Google pushed out a set of updates to its search ranking algorithm in the first couple months of the year. These changes affected websites and webmasters in waves, with the first update hitting one set of the so-called content mills, and the second wave hitting those who got missed the first time around. After much consternation, things are settling down with some websites and networks scrabbling to control damage, and with everyone else trying to figure out the new SERP rules.
Google mentioned that only a small percentage of rankings were affected with each update. That’s small comfort to those website owners that go hammered. On the other hand, many web developers found themselves only minimally affected. The key questions moving forward, is what to do to help your websites rank higher and what to not do to keep from hurting your website’s search rankings.

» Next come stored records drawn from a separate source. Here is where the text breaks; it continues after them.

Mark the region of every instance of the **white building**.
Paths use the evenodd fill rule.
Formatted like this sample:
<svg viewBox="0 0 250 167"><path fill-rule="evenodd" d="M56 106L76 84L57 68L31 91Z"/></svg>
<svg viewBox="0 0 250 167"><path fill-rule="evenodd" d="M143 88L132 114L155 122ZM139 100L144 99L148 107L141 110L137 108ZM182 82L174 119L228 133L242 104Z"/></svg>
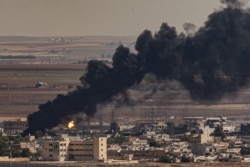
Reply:
<svg viewBox="0 0 250 167"><path fill-rule="evenodd" d="M44 161L86 161L107 159L107 138L81 139L63 137L41 142Z"/></svg>

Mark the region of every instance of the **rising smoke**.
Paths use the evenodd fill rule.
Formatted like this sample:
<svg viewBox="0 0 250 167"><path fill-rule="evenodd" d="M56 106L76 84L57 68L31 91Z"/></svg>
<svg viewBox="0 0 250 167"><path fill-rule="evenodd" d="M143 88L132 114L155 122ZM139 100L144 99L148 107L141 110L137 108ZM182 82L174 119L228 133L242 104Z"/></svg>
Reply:
<svg viewBox="0 0 250 167"><path fill-rule="evenodd" d="M163 23L155 34L142 32L136 41L137 54L121 45L113 55L112 67L90 61L80 78L82 86L41 104L28 116L23 134L45 131L79 112L93 116L98 104L126 95L148 73L179 81L198 101L219 100L224 93L237 91L250 73L250 14L241 8L241 1L221 2L227 7L212 13L192 35L177 34L174 27Z"/></svg>

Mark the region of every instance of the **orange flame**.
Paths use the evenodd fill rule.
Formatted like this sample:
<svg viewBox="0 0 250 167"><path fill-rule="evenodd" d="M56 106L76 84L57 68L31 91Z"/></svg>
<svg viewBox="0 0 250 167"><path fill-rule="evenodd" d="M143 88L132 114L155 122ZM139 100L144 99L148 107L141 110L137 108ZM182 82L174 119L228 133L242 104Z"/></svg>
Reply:
<svg viewBox="0 0 250 167"><path fill-rule="evenodd" d="M69 129L73 129L75 127L75 121L70 121L69 123L68 123L68 128Z"/></svg>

Google Search Results Quality
Everyone always says that content is king and that quality is the way to a top Google search ranking, but everyone knows that isn’t really true. The "if you build it, they will link" theory of search engine rankings is based upon the naïve assumption that everyone who publishes webpages and online content link based solely on how much they value the pages and information that they are linking to. That may have been true a decade ago, but it hasn’t been true in years.
These days, website owners routinely link based upon self-interest. Content mills, for example, add the nofollow tag to any link pointing offsite. One example, eHow.com, has links to "references" at the bottom of every article it publishes. It is these references that, supposedly, validate the information provided and prove that the data within is quality information. However, every one of those links is nofollowed. If the content being linked is useful enough to be the validating reference, how can it possibly be unworthy of a full follow link?
The answer, of course, is that no one in the world uses the nofollow tag the way it is intended. Rather, websites and SEO experts use the no follow tag to enhance the links that they want to power up for their own benefit and to downgrade all other links regardless of value.
The other reason that Google search results are broken is that they over-emphasize the title tag, ranking websites of lower quality higher than better quality websites because the lower quality site matches the wording entered into the query box slightly better than the better quality article.
Content Mills Punished
It seems that neither Google, nor any of the search experts out there, seem to think that Google has changed its link counting ways or its text pattern matching algorithm. Instead, the focus is on the concept that there is a "penalty" for low-quality content that extends to the entire website.
The idea is that if there are 200 low-quality pages (that is, low-ranking pages) and 100 higher-quality (higher-ranking) pages, then the 100 good pages are dragged down by a penalty from the low pages. That is why content mills (and other websites) are now frantically pulling their "junk" content down in hopes that their rankings will improve for their better quality content. Demand Studios, publisher of eHow, for example, is decommissioning all of their unmoderated user-generated content in hopes that their better, editor approved, content will regain some of its luster in Google’s eyes.
Of course, this may all be moot as recent actions by various flower selling websites demonstrated recently. It seems that all of the major online florists were buying links in the run up to Mother’s Day to ensure that they would rank high (or not lose their high rankings) for the big flower buying holiday.
Google’s response was essentially that it is fine to break the Google Webmaster Guidelines as long as it doesn’t affect the final rankings. The stupidity of this concept is staggering considering there is no way for Google, or anyone else, to know whether or not the forbidden link buying campaigns affect EVERY search made. The link buying may not have affected the rankings for "Mother’s Day flowers" but could have made a big difference for "mothers day flower specials cleveland".
If you want to make money writing online, you can naively write quality content and hope for the best, or you can write quality content and then get out there an build some links. You’ll never outspend 1-800 flowers on a link-buying campaign for Valentine’s Day, but your top-notch article on how to pick good roses at the flower store might just make it into the Top 10 Google search results if you build out some links, and then hope for the best.